HC Deb 05 May 1913 vol 52 cc1642-3

asked the President of the Board of Agriculture if in the sixteenth century, owing to the excessive slaughter of calves by so-called covetous persons, a Statute of Henry VIII. forbade the killing of all calves for three years between the 1st January and the 1st May; and whether, in view of the same process being carried on in the twentieth century in the supposed interests of milk-producers and causing a serious and alarming shortage of both store cattle and milch cows, the Government will consider the advisability of re-enacting the same Statute?

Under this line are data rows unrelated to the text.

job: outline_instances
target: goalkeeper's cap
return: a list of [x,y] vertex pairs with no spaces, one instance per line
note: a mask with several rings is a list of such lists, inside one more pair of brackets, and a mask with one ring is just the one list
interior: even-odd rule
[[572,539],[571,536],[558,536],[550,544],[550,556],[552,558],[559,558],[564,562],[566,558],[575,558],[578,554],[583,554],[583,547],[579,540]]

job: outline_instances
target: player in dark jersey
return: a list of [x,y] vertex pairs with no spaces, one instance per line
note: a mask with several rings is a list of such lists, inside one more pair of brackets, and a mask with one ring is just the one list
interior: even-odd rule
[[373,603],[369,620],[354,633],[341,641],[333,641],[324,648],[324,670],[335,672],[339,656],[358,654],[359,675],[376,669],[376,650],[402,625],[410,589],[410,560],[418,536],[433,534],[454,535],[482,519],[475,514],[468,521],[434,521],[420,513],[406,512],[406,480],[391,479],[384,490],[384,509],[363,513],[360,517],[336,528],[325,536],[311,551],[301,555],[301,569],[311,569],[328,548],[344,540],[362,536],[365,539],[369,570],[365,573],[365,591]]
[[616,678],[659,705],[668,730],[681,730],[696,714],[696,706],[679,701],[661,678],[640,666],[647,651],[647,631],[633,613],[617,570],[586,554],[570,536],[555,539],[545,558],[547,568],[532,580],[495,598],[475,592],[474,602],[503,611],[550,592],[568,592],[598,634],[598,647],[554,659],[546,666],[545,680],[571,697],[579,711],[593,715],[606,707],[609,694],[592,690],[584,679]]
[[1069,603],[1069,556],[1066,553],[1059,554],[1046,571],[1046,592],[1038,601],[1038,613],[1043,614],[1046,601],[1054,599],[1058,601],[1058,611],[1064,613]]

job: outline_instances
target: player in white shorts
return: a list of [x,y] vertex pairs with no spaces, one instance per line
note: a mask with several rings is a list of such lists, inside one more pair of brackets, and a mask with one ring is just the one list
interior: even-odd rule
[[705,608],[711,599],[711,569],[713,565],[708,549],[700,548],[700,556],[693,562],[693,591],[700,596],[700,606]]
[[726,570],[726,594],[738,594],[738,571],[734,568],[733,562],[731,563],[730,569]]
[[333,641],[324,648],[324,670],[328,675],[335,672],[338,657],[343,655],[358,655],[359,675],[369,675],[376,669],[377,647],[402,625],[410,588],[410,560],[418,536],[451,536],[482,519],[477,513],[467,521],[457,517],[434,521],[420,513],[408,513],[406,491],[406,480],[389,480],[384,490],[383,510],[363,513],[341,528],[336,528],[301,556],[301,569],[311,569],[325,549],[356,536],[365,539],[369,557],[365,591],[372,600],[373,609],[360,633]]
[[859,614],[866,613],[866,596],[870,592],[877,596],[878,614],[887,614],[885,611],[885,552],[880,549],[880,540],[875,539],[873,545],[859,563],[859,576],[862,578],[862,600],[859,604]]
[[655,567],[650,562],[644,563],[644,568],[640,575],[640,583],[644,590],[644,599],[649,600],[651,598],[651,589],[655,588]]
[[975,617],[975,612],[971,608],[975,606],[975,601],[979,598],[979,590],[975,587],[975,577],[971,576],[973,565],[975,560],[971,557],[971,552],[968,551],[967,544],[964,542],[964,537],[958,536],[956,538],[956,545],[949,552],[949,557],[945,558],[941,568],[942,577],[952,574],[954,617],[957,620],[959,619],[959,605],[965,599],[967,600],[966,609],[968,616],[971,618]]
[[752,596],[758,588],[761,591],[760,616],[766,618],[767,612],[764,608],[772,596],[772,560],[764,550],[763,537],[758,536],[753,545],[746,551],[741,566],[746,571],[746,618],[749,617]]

My attention has recently been called to the Statute in question. Before giving a definite answer to the latter part of the question, I should be glad to consider any evidence with which the hon. Member may be able to furnish me showing what was the effect of the Statute when it was in operation.


Will the right hon. Gentleman confer with the authorities with a view of preventing immature calves being sold for food?

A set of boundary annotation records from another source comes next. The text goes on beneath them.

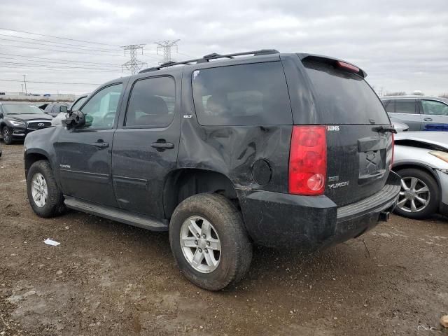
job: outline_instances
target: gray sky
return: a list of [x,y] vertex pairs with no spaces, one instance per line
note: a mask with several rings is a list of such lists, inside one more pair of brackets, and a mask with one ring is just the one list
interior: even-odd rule
[[[90,91],[129,74],[121,72],[128,58],[118,46],[146,43],[139,57],[150,66],[162,58],[154,42],[177,38],[177,60],[262,48],[307,52],[354,63],[377,90],[448,92],[448,0],[2,0],[0,28],[107,44],[0,29],[0,80],[24,74],[29,81],[93,84],[29,83],[32,92]],[[20,84],[0,80],[0,92],[21,91]]]

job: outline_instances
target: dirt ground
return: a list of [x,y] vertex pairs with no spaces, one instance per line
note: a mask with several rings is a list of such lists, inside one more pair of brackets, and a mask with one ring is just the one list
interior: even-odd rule
[[448,335],[447,218],[393,216],[312,255],[256,248],[247,277],[212,293],[183,278],[167,233],[35,216],[22,146],[2,148],[1,336]]

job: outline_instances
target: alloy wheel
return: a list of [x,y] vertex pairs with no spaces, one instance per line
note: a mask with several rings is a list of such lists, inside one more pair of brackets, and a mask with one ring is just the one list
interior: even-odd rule
[[41,173],[36,173],[31,179],[31,195],[34,203],[39,208],[43,208],[47,203],[48,187],[47,181]]
[[401,179],[401,190],[398,197],[397,206],[406,212],[419,212],[423,211],[430,200],[430,193],[428,186],[414,176],[403,177]]
[[5,127],[3,130],[3,141],[5,143],[8,143],[10,141],[10,132],[7,127]]
[[181,248],[186,260],[195,270],[210,273],[219,265],[221,244],[216,230],[200,216],[187,218],[181,227]]

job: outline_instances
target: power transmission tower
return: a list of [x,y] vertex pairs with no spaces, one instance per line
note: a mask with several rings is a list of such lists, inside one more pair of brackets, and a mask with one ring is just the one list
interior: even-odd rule
[[181,40],[167,40],[160,41],[159,42],[155,42],[157,44],[157,53],[158,55],[159,50],[163,50],[163,60],[162,63],[166,63],[172,60],[171,58],[171,48],[176,47],[176,51],[177,51],[177,43]]
[[127,70],[131,71],[131,74],[135,75],[139,70],[140,70],[144,65],[146,64],[145,62],[137,59],[137,50],[141,49],[141,55],[143,55],[143,46],[144,44],[130,44],[129,46],[123,46],[122,48],[125,50],[125,55],[126,55],[126,50],[129,50],[129,54],[131,56],[131,59],[126,63],[121,65],[121,71],[123,71],[123,66]]

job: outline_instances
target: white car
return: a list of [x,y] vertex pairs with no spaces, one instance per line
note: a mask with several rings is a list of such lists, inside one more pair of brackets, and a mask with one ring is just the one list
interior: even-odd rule
[[396,213],[419,219],[448,216],[448,132],[396,134],[393,169],[402,178]]

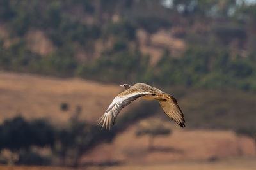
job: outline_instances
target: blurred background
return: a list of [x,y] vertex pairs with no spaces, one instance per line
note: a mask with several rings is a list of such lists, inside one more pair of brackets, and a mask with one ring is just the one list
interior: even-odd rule
[[[0,0],[1,169],[255,169],[256,1]],[[96,120],[144,82],[174,96]]]

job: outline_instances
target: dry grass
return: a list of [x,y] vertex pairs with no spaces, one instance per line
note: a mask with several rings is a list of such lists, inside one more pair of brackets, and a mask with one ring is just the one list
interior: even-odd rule
[[125,164],[111,167],[88,167],[79,169],[61,168],[44,166],[14,166],[12,169],[6,166],[0,166],[1,170],[254,170],[256,169],[256,158],[234,158],[224,159],[214,162],[206,161],[189,161],[189,162],[176,162],[165,164]]
[[94,148],[84,155],[84,161],[166,163],[255,155],[253,139],[238,136],[231,131],[189,131],[176,125],[172,128],[172,134],[156,138],[156,149],[149,152],[148,136],[137,138],[136,126],[134,125],[118,135],[111,143]]
[[[77,78],[61,79],[26,74],[0,72],[0,122],[22,114],[25,118],[46,118],[65,122],[82,106],[81,118],[95,121],[122,89]],[[62,111],[62,102],[70,110]]]

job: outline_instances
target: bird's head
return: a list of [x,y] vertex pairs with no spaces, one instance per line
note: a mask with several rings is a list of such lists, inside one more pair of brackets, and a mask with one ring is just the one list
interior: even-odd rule
[[120,86],[122,87],[125,90],[129,89],[131,87],[131,85],[129,85],[128,84],[124,84],[124,85],[120,85]]

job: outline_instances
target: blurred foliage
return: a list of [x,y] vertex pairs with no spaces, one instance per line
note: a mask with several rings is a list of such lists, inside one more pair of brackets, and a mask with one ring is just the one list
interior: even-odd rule
[[159,135],[169,135],[172,133],[170,128],[165,127],[163,122],[159,120],[152,119],[147,122],[140,123],[139,127],[136,132],[137,136],[148,135],[148,149],[152,150],[154,148],[154,139]]
[[[1,1],[0,20],[8,28],[9,39],[16,39],[8,46],[6,40],[0,41],[0,66],[104,82],[256,92],[255,5],[234,1],[174,1],[166,8],[162,1]],[[199,29],[193,29],[198,25]],[[152,34],[180,26],[188,44],[184,52],[173,57],[172,52],[164,50],[158,63],[152,65],[150,56],[140,52],[138,29],[148,32],[150,45]],[[31,29],[44,31],[54,51],[41,56],[29,50],[26,35]],[[98,39],[106,46],[99,57],[94,57]],[[111,46],[107,45],[109,41]],[[90,60],[77,59],[77,46]]]

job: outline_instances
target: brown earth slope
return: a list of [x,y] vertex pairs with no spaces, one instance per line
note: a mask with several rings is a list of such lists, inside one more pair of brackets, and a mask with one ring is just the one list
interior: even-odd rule
[[[113,98],[122,90],[117,85],[104,85],[77,78],[61,79],[0,72],[0,122],[21,114],[25,118],[46,118],[65,122],[82,106],[81,118],[95,121]],[[70,110],[63,111],[67,102]]]

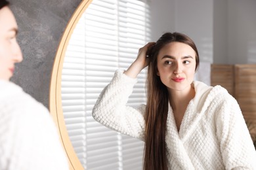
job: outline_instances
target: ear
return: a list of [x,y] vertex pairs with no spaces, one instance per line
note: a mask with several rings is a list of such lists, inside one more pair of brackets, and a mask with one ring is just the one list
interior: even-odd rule
[[159,73],[158,69],[156,71],[156,75],[158,76],[160,76],[160,74]]

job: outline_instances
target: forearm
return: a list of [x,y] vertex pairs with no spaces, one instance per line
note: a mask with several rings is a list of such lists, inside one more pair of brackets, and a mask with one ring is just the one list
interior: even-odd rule
[[143,112],[126,105],[137,79],[119,71],[101,93],[93,110],[93,118],[120,133],[141,139],[144,133]]

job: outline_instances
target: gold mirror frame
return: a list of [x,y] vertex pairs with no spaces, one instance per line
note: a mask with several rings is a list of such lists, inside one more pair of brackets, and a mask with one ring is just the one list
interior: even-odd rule
[[70,169],[84,169],[68,137],[63,116],[61,99],[61,76],[63,61],[70,37],[78,21],[93,0],[83,0],[75,10],[65,29],[53,64],[50,84],[49,110],[58,128],[58,132],[68,159]]

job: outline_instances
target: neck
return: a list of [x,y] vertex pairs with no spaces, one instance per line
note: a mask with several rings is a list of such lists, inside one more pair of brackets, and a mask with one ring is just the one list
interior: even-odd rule
[[173,110],[179,108],[186,108],[188,103],[196,94],[195,90],[192,86],[182,91],[173,90],[168,91],[170,104]]

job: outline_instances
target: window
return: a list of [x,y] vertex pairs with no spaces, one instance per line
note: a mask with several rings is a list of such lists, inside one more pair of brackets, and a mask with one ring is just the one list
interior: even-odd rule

That is practically the question put to me by the hon. Gentleman opposite. I should require a little more information on the subject before I took any action in the matter.


asked the President of the Board of Agriculture whether, in view of the number of calves too young to be fit for veal which are now slaughtered soon after birth, the consequent shortage of store cattle and increasing dearness of beef, and the ease with which calves may be inexpensively reared on boiled linseed and other milk substitutes, he will consider the desirability, until the bovine population is substantially increased, of making it punishable to kill any sound calf under the veal weight of 114 pounds or 14 stone?


I sympathise with the object which the hon. Member has in view, but the restrictive measures which he suggests would be difficult and costly to enforce. There have been many references recently, both in this House and in the public Press, to the shortage of store cattle resulting from the indiscriminate slaughter of young calves, and I hope that these warnings may have the desired effect without recourse being had to legislation.